La prima soluzione è di sicuro quella di porre una massima attenzione al modo in cui ci si allena. Dare sempre la massima attenzione alla qualità delle ripetizioni lavorando sempre sul migliorare la propria tecnica. Nel caso dello stacco è utile passare alla presa a uncino in modo da avere una posizione più simmetrica.

È anche utile inserire nel proprio allenamento esercizi unilaterali in modo da mantenere uno sviluppo pari di entrambi gli antimeri del corpo e prevenire quindi eventuali sproporzioni.

Queste sono pericolose perché il corpo tende ad impiegare i muscoli più forti per compiere un movimento e dunque, in caso di importanti asimmetrie di forza, si verifica una naturale perdita del corretto allineamento del corpo.


Esercizi Utili


Come detto è importante lavorare su esercizi unilaterali.

Negli esercizi col bilanciere gli accorgimenti che in assoluto danno il maggiore beneficio alla tecnica sono l’inserire una pausa nella posizione di maggiore difficoltà.

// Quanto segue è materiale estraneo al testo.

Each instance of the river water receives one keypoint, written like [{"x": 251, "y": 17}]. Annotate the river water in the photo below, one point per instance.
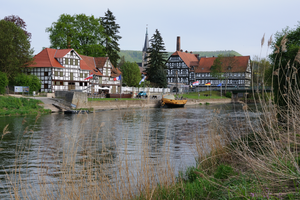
[{"x": 171, "y": 131}]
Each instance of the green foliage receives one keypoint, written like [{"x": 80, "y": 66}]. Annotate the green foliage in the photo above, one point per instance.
[
  {"x": 15, "y": 51},
  {"x": 3, "y": 82},
  {"x": 228, "y": 94},
  {"x": 157, "y": 58},
  {"x": 80, "y": 32},
  {"x": 223, "y": 171},
  {"x": 32, "y": 81},
  {"x": 261, "y": 71},
  {"x": 136, "y": 56},
  {"x": 111, "y": 29},
  {"x": 131, "y": 74},
  {"x": 20, "y": 106},
  {"x": 286, "y": 62}
]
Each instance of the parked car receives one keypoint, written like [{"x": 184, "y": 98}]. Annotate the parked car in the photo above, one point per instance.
[{"x": 142, "y": 94}]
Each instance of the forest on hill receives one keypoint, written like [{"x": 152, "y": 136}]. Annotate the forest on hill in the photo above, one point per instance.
[{"x": 136, "y": 56}]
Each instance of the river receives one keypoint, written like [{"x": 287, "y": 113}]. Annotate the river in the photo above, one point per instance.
[{"x": 34, "y": 142}]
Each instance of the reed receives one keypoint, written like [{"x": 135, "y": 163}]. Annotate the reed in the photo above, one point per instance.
[{"x": 248, "y": 157}]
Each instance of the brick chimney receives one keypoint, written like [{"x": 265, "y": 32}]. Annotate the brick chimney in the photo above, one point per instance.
[{"x": 178, "y": 44}]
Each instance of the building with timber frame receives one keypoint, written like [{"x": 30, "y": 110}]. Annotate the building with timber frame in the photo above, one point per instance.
[
  {"x": 65, "y": 69},
  {"x": 236, "y": 70}
]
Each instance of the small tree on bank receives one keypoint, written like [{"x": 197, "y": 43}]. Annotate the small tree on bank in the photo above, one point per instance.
[
  {"x": 157, "y": 56},
  {"x": 285, "y": 59}
]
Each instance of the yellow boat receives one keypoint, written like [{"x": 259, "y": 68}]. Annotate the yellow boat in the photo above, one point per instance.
[{"x": 171, "y": 101}]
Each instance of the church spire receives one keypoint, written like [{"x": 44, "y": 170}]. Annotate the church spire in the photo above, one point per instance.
[
  {"x": 145, "y": 49},
  {"x": 146, "y": 45}
]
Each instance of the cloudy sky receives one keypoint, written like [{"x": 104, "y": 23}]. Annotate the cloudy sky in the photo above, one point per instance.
[{"x": 208, "y": 25}]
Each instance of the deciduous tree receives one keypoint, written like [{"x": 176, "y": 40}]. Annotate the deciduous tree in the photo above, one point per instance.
[
  {"x": 15, "y": 51},
  {"x": 285, "y": 59},
  {"x": 157, "y": 58},
  {"x": 19, "y": 22},
  {"x": 111, "y": 30},
  {"x": 83, "y": 33}
]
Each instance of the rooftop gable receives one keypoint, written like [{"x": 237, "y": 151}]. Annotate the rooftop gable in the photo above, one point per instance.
[
  {"x": 88, "y": 63},
  {"x": 236, "y": 64},
  {"x": 186, "y": 57},
  {"x": 46, "y": 59}
]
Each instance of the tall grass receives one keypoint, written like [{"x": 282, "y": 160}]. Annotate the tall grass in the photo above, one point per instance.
[{"x": 256, "y": 157}]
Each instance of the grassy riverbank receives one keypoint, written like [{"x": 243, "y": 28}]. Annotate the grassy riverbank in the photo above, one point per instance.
[
  {"x": 204, "y": 95},
  {"x": 20, "y": 106},
  {"x": 113, "y": 99}
]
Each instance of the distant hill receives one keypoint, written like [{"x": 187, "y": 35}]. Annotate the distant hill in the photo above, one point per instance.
[{"x": 136, "y": 56}]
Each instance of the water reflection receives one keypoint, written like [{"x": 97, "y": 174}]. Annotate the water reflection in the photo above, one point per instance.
[{"x": 106, "y": 136}]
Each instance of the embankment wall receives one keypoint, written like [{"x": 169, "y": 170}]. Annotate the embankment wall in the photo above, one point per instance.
[{"x": 97, "y": 105}]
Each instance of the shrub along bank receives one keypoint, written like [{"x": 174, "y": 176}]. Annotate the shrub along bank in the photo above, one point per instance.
[{"x": 20, "y": 106}]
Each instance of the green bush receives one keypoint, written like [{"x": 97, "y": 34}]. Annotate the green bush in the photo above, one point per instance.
[
  {"x": 3, "y": 82},
  {"x": 228, "y": 94},
  {"x": 32, "y": 81}
]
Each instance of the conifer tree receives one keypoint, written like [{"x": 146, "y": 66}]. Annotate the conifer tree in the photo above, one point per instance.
[
  {"x": 157, "y": 61},
  {"x": 111, "y": 29}
]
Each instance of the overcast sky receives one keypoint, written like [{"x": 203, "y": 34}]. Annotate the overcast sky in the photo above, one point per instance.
[{"x": 208, "y": 25}]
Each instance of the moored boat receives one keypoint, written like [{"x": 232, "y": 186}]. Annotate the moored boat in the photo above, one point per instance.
[{"x": 171, "y": 101}]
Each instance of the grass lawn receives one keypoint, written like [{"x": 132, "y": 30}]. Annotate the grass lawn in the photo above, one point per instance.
[
  {"x": 194, "y": 95},
  {"x": 112, "y": 99}
]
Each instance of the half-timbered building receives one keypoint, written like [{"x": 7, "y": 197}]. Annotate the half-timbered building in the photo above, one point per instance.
[
  {"x": 65, "y": 69},
  {"x": 186, "y": 68}
]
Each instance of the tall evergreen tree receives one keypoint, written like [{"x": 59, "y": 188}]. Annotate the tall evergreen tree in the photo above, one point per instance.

Non solo inserire una pausa di 2 secondi aumenta sensibilmente la padronanza dell’esercizio ma permette anche di diventare più forti in quella posizione e infine di riuscire ad impiegare più peso nell’intero movimento.

Al fine di esporre maggiormente il problema di una asimmetria di posizione è utile scegliere delle varianti degli esercizi considerati. In particolare i movimenti più importanti sono lo stacco e lo squat.

Per lo stacco è utile scegliere come variante lo stacco a presa snatch (“snatch grip deadlift”).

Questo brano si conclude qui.